L'UCBL s'est engagée, en 2010, dans la préparation de la Délégation Globale de Gestion (DGG) qui concernera, au premier janvier 2011, huit UMR et deux EPST, le CNRS (quatre UMR) et L'INSERM (quatre UMR). Le partage entre l'UCBL et les EPST est égalitaire (quatre DGG UCBL, deux DGG CNRS, deux DGG INSERM).

Le travail sur les pré-requis en matière de simplification et d'amélioration des pratiques de gestion de l'université dans le sens d'une plus grande autonomie des UMR a été grandement facilité par l'élargissement des possibilités de délégation de signature prévue par la loi LRU ainsi que par la décision interne à l'UCBL de création en 2010 d'une unité budgétaire recherche à laquelle sont rattachés directement les centres financiers des UMR.

Le deuxième objectif est de mieux valoriser ses travaux de recherche. Avec sa filiale Ezus, l'UCBL a développé une authentique culture des relations industrielles, amplifiée à travers les pôles de compétitivité (implantation des plateformes Axel'One et acCInov) et les instituts Carnot (en particulier I@L). Un projet d'Institut de Recherche d'Excellence ainsi qu'un projet d'Institut de Recherche Technologique seront déposés. La collaboration avec le service Lyon Science Transfert du PRES permettra de poursuivre l'activité de propriété intellectuelle (augmentation du nombre de brevets déposés) et son exploitation (à travers le soutien à la maturation). Un projet de structure d'accélération du transfert de technologie sera également élaboré.

L'université vendra une partie de son portefeuille et continuera à encourager la création et l'hébergement d'entreprises en appui sur ses unités de recherche. L'effort de diffusion de la culture scientifique, technique et industrielle sera poursuivi (cahiers scientifiques de l'université).

Enfin, troisième objectif pour l'établissement : déjà très réactif aux appels d'offre nationaux (ANR) et internationaux, avec sa filiale Lyon Ingénierie Projet, il devra accroître encore son activité dans ce domaine. Afin d'inciter à la performance dans les différents aspects de la recherche, une politique de dotation supplémentaire des unités de recherche sera poursuivie, prenant en compte l'évaluation de l'AERES, la visibilité des publications, les succès aux appels d'offre de l'ANR et de l'Europe.
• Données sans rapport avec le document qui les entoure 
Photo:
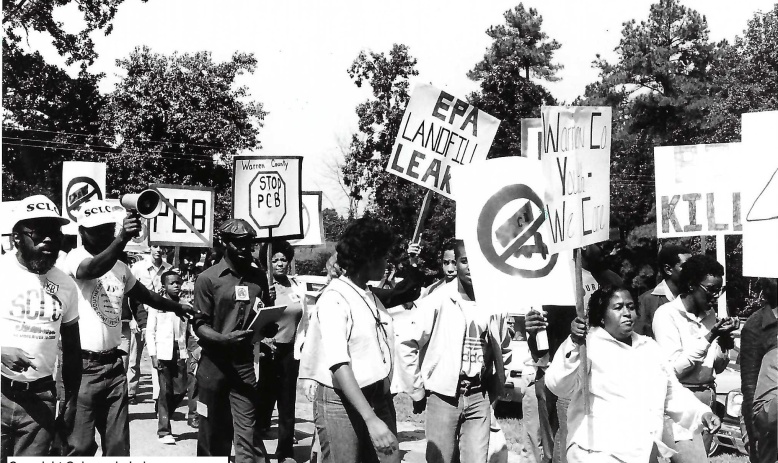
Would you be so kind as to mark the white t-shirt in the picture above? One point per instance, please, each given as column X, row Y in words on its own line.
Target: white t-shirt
column 33, row 308
column 474, row 345
column 100, row 302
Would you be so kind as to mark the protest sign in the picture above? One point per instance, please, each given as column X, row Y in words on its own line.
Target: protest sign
column 266, row 191
column 760, row 195
column 81, row 182
column 186, row 216
column 576, row 164
column 313, row 226
column 502, row 224
column 531, row 138
column 698, row 191
column 438, row 133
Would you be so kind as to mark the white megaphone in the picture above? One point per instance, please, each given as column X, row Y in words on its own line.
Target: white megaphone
column 147, row 203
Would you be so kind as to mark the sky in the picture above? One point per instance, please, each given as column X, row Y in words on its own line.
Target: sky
column 304, row 49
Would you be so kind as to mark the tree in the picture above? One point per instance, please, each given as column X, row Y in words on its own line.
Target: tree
column 519, row 51
column 178, row 119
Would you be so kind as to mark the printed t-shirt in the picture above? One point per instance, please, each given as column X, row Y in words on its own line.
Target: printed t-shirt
column 33, row 308
column 100, row 302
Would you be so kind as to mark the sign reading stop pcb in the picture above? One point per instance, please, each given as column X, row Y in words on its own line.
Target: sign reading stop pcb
column 267, row 192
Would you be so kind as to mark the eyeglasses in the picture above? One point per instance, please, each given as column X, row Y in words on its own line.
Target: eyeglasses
column 713, row 292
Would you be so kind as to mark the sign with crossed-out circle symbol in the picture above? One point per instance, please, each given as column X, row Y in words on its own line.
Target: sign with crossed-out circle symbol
column 516, row 257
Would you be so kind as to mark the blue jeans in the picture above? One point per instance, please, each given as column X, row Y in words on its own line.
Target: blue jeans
column 458, row 427
column 341, row 430
column 27, row 423
column 102, row 405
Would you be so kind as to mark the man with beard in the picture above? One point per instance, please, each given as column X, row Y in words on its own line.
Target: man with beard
column 225, row 294
column 39, row 307
column 103, row 280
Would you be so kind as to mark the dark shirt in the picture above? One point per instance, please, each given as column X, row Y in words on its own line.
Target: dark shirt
column 215, row 297
column 759, row 335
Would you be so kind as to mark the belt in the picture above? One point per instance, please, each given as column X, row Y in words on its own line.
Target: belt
column 104, row 357
column 37, row 385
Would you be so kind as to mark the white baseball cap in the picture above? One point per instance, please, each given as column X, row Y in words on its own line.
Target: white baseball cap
column 97, row 212
column 37, row 207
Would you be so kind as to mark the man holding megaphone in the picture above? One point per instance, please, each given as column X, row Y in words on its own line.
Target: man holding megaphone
column 102, row 280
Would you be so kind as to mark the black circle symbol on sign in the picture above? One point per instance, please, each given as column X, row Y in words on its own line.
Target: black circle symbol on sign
column 72, row 207
column 485, row 227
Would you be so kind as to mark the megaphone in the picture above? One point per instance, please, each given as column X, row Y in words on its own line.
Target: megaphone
column 147, row 203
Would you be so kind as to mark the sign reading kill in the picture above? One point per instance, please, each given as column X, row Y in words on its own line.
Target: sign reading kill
column 438, row 133
column 267, row 193
column 576, row 165
column 697, row 190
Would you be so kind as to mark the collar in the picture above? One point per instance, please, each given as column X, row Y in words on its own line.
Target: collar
column 663, row 290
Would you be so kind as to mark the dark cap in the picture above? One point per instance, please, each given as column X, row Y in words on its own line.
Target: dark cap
column 236, row 228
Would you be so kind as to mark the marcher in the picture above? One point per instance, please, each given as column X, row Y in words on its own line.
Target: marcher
column 758, row 337
column 686, row 329
column 278, row 368
column 39, row 308
column 226, row 294
column 349, row 350
column 630, row 386
column 102, row 281
column 148, row 272
column 167, row 348
column 671, row 258
column 455, row 352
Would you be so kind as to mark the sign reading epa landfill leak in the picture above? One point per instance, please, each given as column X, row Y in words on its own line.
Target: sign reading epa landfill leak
column 267, row 193
column 439, row 132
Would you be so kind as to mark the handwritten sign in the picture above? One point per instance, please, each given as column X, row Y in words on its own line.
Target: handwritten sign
column 760, row 195
column 438, row 133
column 267, row 193
column 695, row 191
column 576, row 164
column 503, row 225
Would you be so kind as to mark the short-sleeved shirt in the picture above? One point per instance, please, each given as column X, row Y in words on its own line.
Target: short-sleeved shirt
column 100, row 302
column 33, row 308
column 215, row 296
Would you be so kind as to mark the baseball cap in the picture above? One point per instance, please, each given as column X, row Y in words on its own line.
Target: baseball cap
column 97, row 212
column 37, row 207
column 237, row 228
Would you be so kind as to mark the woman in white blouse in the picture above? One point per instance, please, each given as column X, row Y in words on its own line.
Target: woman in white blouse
column 631, row 386
column 348, row 351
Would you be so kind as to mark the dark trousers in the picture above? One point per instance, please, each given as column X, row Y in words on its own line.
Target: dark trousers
column 228, row 403
column 278, row 382
column 171, row 390
column 27, row 423
column 101, row 405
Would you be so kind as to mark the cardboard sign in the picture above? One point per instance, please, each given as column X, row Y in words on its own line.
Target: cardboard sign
column 760, row 195
column 186, row 217
column 81, row 182
column 503, row 225
column 576, row 166
column 313, row 225
column 438, row 133
column 697, row 190
column 266, row 191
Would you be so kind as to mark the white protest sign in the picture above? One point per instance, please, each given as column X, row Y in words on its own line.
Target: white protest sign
column 695, row 191
column 501, row 219
column 576, row 165
column 313, row 226
column 267, row 192
column 81, row 182
column 532, row 138
column 438, row 133
column 186, row 216
column 760, row 195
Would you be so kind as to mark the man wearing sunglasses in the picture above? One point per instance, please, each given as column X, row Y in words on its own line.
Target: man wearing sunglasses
column 103, row 280
column 686, row 329
column 39, row 307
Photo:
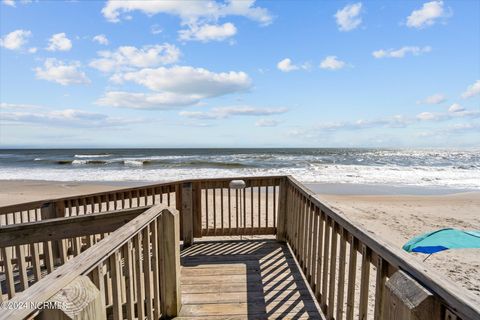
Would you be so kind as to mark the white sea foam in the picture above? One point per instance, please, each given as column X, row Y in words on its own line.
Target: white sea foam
column 79, row 162
column 134, row 163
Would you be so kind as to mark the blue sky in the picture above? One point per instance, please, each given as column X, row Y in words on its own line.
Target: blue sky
column 240, row 73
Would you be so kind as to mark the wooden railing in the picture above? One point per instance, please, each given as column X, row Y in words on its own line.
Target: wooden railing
column 42, row 246
column 211, row 208
column 133, row 272
column 354, row 275
column 351, row 273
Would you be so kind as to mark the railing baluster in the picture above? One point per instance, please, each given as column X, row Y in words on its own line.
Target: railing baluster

Par ailleurs, l'université poursuivra son soutien à des projets émergents ou multidisciplinaires par le biais d'appels spécifiques, afin de les amener à maturité et les rendre éligibles à des financements de long terme (ANR, Europe...).

La coordination de projets européens sera encouragée, de même que le développement de « Laboratoires Internationaux Associés » avec des équipes européennes, déjà nombreux dans l'établissement. L'UCBL reste porteur d'un projet de communauté de la connaissance et de l'innovation auprès de l'Institut Européen de l'Innovation et de la Technologie. Pour augmenter l'attractivité de l'université, une politique amont de recrutement de haut niveau sera instituée, avec comme objectif l'identification de jeunes chercheurs prometteurs, porteurs de projets ambitieux dans des thématiques frontières. A cet égard, l'attribution de packages (soutien financier, à des postdoctorants, notamment) constitue un levier efficace et sera progressivement mis en place.

Une partie du budget de la recherche sera consacrée à l'équipement scientifique par l'intermédiaire des Structures Fédératives de Recherche. La gestion du patrimoine scientifique sera modifiée : les collections de sciences (herbier, géologie et zoologie) sont regroupées en un « Centre de Ressources Scientifiques pour la Recherche » et feront l'objet d'un effort particulier de numérisation. Les collections de santé seront regroupées en un projet muséographique unique coordonné avec les Hospices Civils de Lyon.

L'ensemble de ces mesures est de nature à renforcer l'action des équipes de recherche vers plus de visibilité et d'efficacité, afin de stabiliser la position de l'UCBL au rang de première université française hors Ile de France, qui lui est octroyée par les différents classements disponibles.